John Schiefer, 27, of Los Angeles, who used the online handle “acidstorm,”
pleaded guilty last year to accessing protected computers to conduct fraud,
disclosing illegally intercepted electronic communications, wire fraud and bank fraud. Schiefer was sentenced by United States District Judge A. Howard Matz, who also ordered the defendant to pay a $2,500 fine.

When he pleaded guilty, Schiefer admitted that he illegally accessed hundreds of thousands of computers in the United States and that he remotely controlled these compromised machines through computer servers.

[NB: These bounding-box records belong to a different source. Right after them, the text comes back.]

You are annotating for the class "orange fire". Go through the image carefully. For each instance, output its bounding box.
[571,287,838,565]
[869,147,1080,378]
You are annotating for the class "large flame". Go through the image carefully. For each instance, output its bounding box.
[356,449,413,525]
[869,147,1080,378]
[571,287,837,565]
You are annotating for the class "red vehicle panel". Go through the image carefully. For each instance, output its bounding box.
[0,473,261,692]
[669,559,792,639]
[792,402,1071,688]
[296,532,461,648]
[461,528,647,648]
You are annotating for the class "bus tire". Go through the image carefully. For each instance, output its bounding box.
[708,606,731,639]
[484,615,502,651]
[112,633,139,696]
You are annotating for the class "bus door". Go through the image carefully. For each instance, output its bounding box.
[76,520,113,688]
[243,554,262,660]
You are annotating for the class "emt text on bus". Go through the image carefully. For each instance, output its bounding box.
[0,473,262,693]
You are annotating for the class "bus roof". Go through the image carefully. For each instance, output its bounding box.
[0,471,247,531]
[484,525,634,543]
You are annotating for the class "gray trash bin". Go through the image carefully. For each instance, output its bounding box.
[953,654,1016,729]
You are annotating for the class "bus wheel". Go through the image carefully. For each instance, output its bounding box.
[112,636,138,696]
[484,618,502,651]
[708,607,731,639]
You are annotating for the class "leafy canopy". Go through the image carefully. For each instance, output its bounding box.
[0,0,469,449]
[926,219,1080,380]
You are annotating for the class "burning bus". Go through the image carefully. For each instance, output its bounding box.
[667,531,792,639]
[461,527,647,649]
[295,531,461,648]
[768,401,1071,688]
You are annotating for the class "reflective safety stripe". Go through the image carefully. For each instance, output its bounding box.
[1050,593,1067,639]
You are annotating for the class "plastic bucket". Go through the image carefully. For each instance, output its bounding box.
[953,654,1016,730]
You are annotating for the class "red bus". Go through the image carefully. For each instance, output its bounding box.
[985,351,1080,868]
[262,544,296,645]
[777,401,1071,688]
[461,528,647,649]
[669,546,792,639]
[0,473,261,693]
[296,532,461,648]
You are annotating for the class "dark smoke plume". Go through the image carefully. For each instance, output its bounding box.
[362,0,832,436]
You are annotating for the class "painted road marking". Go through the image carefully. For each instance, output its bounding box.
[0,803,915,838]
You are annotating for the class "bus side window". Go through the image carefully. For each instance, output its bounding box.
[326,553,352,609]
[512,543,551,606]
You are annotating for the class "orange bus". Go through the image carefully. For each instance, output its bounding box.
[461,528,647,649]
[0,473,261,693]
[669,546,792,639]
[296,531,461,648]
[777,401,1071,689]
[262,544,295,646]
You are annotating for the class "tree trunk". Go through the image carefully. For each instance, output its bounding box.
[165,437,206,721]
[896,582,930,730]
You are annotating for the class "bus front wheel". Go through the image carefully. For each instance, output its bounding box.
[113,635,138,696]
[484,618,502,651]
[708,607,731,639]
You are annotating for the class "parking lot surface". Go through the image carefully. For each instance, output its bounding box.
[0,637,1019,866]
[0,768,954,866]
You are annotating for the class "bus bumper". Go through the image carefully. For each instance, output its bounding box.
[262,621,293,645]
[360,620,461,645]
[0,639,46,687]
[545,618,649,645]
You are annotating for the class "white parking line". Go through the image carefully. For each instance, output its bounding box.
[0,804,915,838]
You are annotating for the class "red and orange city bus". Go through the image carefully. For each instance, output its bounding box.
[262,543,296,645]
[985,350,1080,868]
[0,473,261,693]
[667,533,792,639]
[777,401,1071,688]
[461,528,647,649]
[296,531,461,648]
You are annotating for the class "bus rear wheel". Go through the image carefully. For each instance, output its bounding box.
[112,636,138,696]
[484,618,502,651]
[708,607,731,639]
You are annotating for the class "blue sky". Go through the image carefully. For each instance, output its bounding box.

Once in control of the “zombie” computers, Schiefer used his botnets to search for vulnerabilities in other computers, intercept electronic communications and engage in identity theft.

In connection with the wiretapping scheme, Schiefer admitted that he and
others installed malicious computer code, known as “malware,” on zombie computers that captured electronic communications as they were sent from users’ computers. Because victims with compromised computers did not know that their computers had become infected and were “bots,” they continued to use their computers to engage in commercial activities, such as making online purchases. Schiefer’s “spybot” malware allowed him to intercept communications sent between victims’ computers and
financial institutions, such as PayPal. Schiefer sifted through those intercepted communications and mined usernames and passwords to accounts. Using the stolen usernames and passwords, Schiefer made purchases and transferred funds without the consent of the victims. Schiefer also gave the stolen usernames and passwords, as well as the wiretapped communications, to others. Schiefer is the first person in
the nation to plead guilty to wiretapping charges in connection with the use of botnets.

Schiefer also admitted stealing information from numerous computers by
accessing the PStore, which is intended to be a secure storage area of computers running Microsoft operating systems. To accomplish this, Schiefer installed malware on computers that caused them to send account access information, including usernames and passwords for PayPal and other financial websites, to computers controlled by Schiefer and others. Schiefer used that information to make unauthorized purchases using funds transferred directly from victims’ bank accounts.

Finally, Schiefer admitted defrauding a Dutch Internet advertising company with his armies of zombie computers. Schiefer signed up as a consultant with the advertising company and promised to install the company’s programs on computers only when the owners of those computers gave consent. Instead, Schiefer and two co-schemers installed that program on approximately 150,000 zombie computers whose owners did not give consent. Schiefer was ultimately paid more than $19,000
by the advertising company.

In addition to his guilty pleas to the criminal charges, Schiefer has agreed to
pay approximately $20,000 in restitution to the Dutch advertising company and financial institutions that he defrauded.

This case was investigated by the Federal Bureau of Investigation.